Jokes from QIWI Support Operators
All characters and situations are real. Recorded by QIWI customer support operators.
A: subscriber; O: operator.
A: Hello! I didn’t put the money correctly, it means I’m a moron and EVERYTHING ?!
A: You didn’t pay through the QIWI terminal! (For the 10th time)
A: I have at least a watermelon! What do you feed me with your fruits !!!
A: Girl, I put it to you yesterday, but today I have not fallen!
A: Name your provider.
A: How do I call him, I call from the apartment ....... A
: Did you pay through the QIWI terminal?
A: (aside) Hey mother, she wants a kiwi, doesn’t say anything on payment!
A: Did you pay through the QIWI terminal?
A: Oh yes! Through your alligator!
A: You called the unified help desk of the QIWI payment service ....
A: To Kiev?

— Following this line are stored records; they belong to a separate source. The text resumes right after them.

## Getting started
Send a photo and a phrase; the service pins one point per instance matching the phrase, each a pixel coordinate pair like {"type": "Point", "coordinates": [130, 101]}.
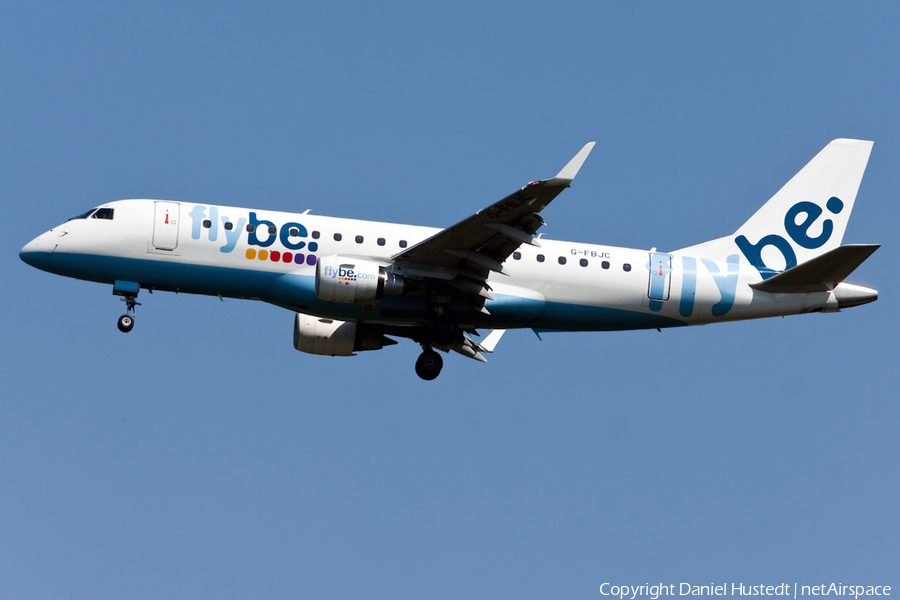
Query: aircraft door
{"type": "Point", "coordinates": [660, 276]}
{"type": "Point", "coordinates": [165, 225]}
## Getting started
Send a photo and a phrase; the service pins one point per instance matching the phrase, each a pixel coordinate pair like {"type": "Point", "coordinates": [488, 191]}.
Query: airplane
{"type": "Point", "coordinates": [355, 285]}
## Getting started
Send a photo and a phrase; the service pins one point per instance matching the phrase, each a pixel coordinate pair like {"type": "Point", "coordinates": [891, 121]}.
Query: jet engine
{"type": "Point", "coordinates": [331, 337]}
{"type": "Point", "coordinates": [343, 279]}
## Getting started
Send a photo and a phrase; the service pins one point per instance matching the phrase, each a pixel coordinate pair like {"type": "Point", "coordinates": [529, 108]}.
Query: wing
{"type": "Point", "coordinates": [459, 259]}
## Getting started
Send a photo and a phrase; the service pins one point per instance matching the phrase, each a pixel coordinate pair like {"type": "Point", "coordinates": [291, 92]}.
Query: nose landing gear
{"type": "Point", "coordinates": [429, 364]}
{"type": "Point", "coordinates": [128, 290]}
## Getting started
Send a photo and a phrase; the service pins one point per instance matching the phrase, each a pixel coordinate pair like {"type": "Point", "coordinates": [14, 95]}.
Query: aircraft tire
{"type": "Point", "coordinates": [126, 323]}
{"type": "Point", "coordinates": [429, 365]}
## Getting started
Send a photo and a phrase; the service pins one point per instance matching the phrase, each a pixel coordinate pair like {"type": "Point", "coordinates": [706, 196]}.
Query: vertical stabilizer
{"type": "Point", "coordinates": [806, 218]}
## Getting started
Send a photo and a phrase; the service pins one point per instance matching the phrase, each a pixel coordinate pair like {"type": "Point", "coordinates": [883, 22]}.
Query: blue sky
{"type": "Point", "coordinates": [202, 457]}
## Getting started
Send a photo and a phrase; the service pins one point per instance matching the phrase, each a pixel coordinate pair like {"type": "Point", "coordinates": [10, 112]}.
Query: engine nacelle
{"type": "Point", "coordinates": [344, 279]}
{"type": "Point", "coordinates": [331, 337]}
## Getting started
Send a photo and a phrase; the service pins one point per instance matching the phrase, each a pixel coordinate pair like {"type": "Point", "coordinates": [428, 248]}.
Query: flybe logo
{"type": "Point", "coordinates": [260, 233]}
{"type": "Point", "coordinates": [798, 232]}
{"type": "Point", "coordinates": [345, 274]}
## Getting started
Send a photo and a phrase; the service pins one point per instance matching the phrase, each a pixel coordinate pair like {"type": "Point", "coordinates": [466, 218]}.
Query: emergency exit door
{"type": "Point", "coordinates": [660, 276]}
{"type": "Point", "coordinates": [165, 226]}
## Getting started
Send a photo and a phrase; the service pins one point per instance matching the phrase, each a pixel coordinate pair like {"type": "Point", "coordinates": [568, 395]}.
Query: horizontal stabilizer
{"type": "Point", "coordinates": [821, 274]}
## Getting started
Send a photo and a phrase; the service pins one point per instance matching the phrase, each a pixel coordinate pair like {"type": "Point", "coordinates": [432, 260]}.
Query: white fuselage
{"type": "Point", "coordinates": [563, 286]}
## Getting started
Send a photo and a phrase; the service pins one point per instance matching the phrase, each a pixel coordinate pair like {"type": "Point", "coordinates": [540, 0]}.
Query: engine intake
{"type": "Point", "coordinates": [343, 279]}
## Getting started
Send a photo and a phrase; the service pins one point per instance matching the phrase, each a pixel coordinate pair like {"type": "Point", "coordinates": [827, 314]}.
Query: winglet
{"type": "Point", "coordinates": [570, 170]}
{"type": "Point", "coordinates": [490, 342]}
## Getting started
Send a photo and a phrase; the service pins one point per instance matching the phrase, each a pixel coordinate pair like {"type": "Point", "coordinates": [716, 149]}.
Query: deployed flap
{"type": "Point", "coordinates": [820, 274]}
{"type": "Point", "coordinates": [499, 229]}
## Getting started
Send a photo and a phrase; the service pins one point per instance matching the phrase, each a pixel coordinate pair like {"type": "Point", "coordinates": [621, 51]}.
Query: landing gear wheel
{"type": "Point", "coordinates": [429, 365]}
{"type": "Point", "coordinates": [126, 323]}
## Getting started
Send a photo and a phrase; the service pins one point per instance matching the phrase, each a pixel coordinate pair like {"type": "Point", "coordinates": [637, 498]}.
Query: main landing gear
{"type": "Point", "coordinates": [128, 290]}
{"type": "Point", "coordinates": [429, 364]}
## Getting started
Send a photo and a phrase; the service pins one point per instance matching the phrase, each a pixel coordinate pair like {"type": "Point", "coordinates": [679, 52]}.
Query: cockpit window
{"type": "Point", "coordinates": [83, 215]}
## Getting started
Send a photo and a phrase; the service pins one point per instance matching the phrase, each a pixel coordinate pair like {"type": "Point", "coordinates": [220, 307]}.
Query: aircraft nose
{"type": "Point", "coordinates": [36, 250]}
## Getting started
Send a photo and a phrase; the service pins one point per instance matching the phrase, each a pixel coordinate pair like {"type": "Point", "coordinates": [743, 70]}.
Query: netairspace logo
{"type": "Point", "coordinates": [654, 592]}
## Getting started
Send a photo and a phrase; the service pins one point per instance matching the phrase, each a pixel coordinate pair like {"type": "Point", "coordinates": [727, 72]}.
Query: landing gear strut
{"type": "Point", "coordinates": [129, 297]}
{"type": "Point", "coordinates": [429, 364]}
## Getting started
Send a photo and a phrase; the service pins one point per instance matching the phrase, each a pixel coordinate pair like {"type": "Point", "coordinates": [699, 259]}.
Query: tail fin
{"type": "Point", "coordinates": [806, 218]}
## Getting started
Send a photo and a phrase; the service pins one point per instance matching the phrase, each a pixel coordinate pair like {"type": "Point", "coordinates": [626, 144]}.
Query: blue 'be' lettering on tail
{"type": "Point", "coordinates": [797, 231]}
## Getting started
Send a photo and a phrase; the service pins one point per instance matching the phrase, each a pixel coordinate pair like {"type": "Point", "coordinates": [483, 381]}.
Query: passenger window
{"type": "Point", "coordinates": [84, 215]}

And I thought you were a Muscovite, so speak correctly.
O: terminal number.
A: What is the crime?
A: It says on the terminal that it doesn’t work, but I still tried it, the money sucked in, but it didn’t fall on the balance.
A: I put my money there where “Take a check” is written.
A: Girl, well, nobody picks up the phone there !!!
A: Where are you calling?
A: Well, you said, look at the terminal number, I’m calling him, and there no one answers!
A: You mistakenly paid for “Download”
A: What snack, I didn’t order anything.
A: Girl, do you have a delay?
A: Please indicate the terminal number.
A: So-so-so-so, so-and-so-and-so-so ... ... do you have a specific terminal number or can I have a TIN?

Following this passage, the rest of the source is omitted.